Nayaka tak menjawab ucapan Chaldera ia berbalik dan meninggalkan rumah keluarga Lyora dengan hati penuh luka. Memang rasanya tak waras jika ia masih berharap mata Lyora akan menatapnya penuh cinta, tapi ia tak menyangka jika Lyora seolah benar-benar tak peduli lagi padanya.

.
.
.

"Ada apa kau terlihat gelisah? Apa karena Nayaka belum juga pulang?"

Lestari melihat wajah lugu itu mengangguk, ini sudah hampir jam dua belas malam dan Nayaka tak memberi kabar pada mereka berdua. Tadi pagi hanya pamit akan ke gerai siap sajinya dan ke perusahaan peninggalan bapaknya.

"Pasti ia banyak pekerjaan, tak masalah laki-laki pulang malam, toh ia bekerja untuk keluarga ini."

"Inggih Ibu."

Sementara itu di tempat lain Nayaka sedang duduk menyendiri, ia menyewa privat room di sebuah night club. Menikmati beberapa gelas kecil minuman yang menghangatkan tubuhnya. Nayaka cukup sadar, ia tak sampai mabuk. Nayaka mengingat lagi perjalanan hidupnya yang seolah hancur karena kebodohannya sendiri. Kini Lyora benar-benar tak menganggapnya ada, harusnya ia sadar itu sejak lama dan tak terobsesi untuk terus mengejar Lyora. Kini hanya kecewa yang ia dapatkan, Lyora benar-benar tak terjangkau.

Pintu terbuka, ia menatap ke arah pintu, wanita yang kerap ia panggil datang saat ia jenuh karena masalah apapun, langsung duduk di pangkuannya dan mengusap pipinya. Lalu menciumi leher Nayaka yang wajahnya masih saja tanpa ekspresi.

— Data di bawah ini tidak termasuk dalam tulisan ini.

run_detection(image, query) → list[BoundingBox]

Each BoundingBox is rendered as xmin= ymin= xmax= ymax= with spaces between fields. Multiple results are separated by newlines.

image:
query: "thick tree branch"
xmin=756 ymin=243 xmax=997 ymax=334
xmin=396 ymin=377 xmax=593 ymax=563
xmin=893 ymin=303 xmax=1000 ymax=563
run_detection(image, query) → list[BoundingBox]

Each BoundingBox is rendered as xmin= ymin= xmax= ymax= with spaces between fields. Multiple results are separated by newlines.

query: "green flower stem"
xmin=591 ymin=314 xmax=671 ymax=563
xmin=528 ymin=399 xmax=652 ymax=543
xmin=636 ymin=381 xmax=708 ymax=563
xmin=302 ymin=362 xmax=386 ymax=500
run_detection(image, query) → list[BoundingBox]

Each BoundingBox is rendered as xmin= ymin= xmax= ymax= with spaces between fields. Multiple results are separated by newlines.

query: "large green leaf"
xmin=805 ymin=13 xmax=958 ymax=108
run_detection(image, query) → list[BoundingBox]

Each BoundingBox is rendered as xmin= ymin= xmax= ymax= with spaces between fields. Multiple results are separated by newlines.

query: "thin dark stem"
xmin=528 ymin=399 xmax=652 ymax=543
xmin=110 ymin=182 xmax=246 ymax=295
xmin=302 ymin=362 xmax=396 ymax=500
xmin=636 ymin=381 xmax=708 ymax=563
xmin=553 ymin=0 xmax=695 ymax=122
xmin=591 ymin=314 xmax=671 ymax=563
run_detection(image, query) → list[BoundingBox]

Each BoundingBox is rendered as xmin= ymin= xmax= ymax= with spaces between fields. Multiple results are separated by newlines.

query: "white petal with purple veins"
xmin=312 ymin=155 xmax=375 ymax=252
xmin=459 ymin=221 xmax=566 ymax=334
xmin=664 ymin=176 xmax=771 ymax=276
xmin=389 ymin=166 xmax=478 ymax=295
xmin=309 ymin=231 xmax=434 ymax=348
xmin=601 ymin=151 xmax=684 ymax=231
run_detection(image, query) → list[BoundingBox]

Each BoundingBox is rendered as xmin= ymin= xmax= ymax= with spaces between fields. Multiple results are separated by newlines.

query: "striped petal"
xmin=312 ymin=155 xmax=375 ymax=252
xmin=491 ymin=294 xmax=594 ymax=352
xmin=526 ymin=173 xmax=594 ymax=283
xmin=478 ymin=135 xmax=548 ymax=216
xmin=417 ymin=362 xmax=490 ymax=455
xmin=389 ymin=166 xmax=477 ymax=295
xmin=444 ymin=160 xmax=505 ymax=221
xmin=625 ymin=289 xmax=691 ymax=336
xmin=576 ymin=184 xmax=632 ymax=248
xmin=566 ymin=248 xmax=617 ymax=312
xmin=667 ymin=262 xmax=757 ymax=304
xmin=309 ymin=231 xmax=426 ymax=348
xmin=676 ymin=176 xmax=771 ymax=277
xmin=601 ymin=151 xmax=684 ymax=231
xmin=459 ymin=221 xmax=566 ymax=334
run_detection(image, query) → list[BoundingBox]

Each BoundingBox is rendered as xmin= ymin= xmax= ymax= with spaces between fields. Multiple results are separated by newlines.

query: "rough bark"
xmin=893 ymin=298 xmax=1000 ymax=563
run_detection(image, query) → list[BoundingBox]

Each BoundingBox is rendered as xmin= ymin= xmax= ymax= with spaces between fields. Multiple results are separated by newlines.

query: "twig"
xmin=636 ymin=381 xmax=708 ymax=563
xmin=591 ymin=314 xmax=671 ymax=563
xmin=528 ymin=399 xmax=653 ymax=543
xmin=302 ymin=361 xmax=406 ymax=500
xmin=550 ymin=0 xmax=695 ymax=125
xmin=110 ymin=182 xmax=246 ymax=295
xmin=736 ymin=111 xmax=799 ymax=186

"Kau masih memikirkannya, tampan?"

Nayaka mengangguk, wajah sedihnya seolah menjawab semua pertanyaan wanita yang tanpa malu-malu bangkit dari pangkuan Nayaka dan membuka bajunya hingga tak tersisa sehelai benangpun.

"Puaskan aku Janet, buat aku mampu melupakannya, Lyora tak bisa aku jangkau, tak akan pernah bisa lagi."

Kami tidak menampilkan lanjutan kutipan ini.